Pertanyaannya melibatkan tabel 10 kali 10 yang diisi dengan seratus angka. Jika Anda menjumlahkan bilangan terkecil pada setiap baris dan bilangan terbesar pada setiap kolom, ia bertanya, apakah bilangan yang lebih besar akan lebih besar daripada bilangan yang lebih kecil dari bilangan yang lebih besar?
Bot menjawab “tidak” dengan benar. Namun hal itu tidak mengejutkan. Chatbot populer seperti ChatGPT juga bisa memberikan jawaban yang tepat. Perbedaannya adalah Aristoteles membuktikan jawabannya benar. Bot tersebut menciptakan program komputer rumit yang memverifikasi bahwa “tidak” adalah jawaban yang benar.

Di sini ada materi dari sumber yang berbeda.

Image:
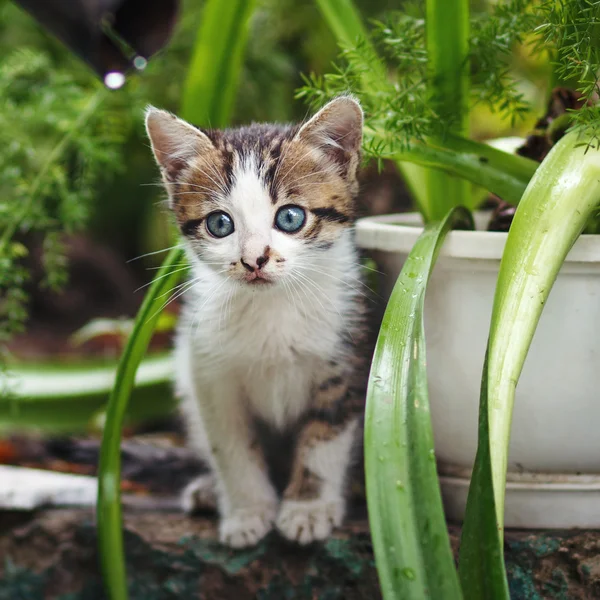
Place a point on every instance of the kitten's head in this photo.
(256, 203)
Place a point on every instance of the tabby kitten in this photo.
(271, 332)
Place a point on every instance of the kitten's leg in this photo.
(246, 498)
(200, 494)
(314, 500)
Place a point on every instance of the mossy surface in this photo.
(53, 556)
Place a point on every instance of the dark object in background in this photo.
(548, 130)
(112, 36)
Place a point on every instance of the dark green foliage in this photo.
(567, 31)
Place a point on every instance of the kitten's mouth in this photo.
(258, 279)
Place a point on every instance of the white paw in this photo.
(199, 494)
(247, 526)
(306, 521)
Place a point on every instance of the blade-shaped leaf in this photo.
(108, 512)
(211, 85)
(550, 217)
(408, 527)
(208, 100)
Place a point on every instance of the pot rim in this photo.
(398, 233)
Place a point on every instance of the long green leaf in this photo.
(109, 518)
(211, 85)
(447, 25)
(408, 528)
(345, 22)
(551, 215)
(208, 100)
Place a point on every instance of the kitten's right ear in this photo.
(174, 142)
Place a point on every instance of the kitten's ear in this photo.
(336, 129)
(174, 142)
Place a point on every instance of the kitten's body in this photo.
(284, 351)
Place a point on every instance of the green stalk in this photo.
(561, 196)
(208, 100)
(447, 26)
(408, 528)
(110, 537)
(217, 62)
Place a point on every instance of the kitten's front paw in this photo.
(246, 527)
(306, 521)
(200, 494)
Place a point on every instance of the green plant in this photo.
(420, 111)
(405, 122)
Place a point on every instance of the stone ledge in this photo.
(52, 555)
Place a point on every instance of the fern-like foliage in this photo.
(566, 31)
(58, 139)
(571, 31)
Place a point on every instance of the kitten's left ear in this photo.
(174, 142)
(337, 130)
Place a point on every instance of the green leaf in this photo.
(211, 85)
(110, 537)
(562, 195)
(345, 22)
(447, 26)
(208, 100)
(408, 528)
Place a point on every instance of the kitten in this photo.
(273, 330)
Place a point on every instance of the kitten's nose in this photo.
(256, 265)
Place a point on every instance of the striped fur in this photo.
(273, 331)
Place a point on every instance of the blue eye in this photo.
(290, 218)
(219, 224)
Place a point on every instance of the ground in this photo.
(52, 555)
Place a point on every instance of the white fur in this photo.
(243, 350)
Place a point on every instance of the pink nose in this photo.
(256, 265)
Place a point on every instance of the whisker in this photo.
(153, 253)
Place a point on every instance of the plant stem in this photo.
(554, 209)
(447, 23)
(109, 516)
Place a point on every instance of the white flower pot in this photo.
(554, 461)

Chatbots, termasuk ChatGPT dari OpenAI dan Gemini dari Google, dapat menjawab pertanyaan, menulis puisi, merangkum berita, dan membuat gambar. Namun mereka juga melakukan kesalahan yang tidak masuk akal. Terkadang, mereka mengada-ada – sebuah fenomena yang disebut halusinasi.
Achim, CEO dan salah satu pendiri startup Silicon Valley bernama Harmonic, adalah bagian dari upaya yang berkembang untuk menciptakan AI jenis baru yang tidak akan pernah berhalusinasi. Saat ini, teknologi ini berfokus pada matematika. Namun banyak peneliti terkemuka percaya bahwa teknik yang sama dapat diperluas ke pemrograman komputer dan bidang lainnya.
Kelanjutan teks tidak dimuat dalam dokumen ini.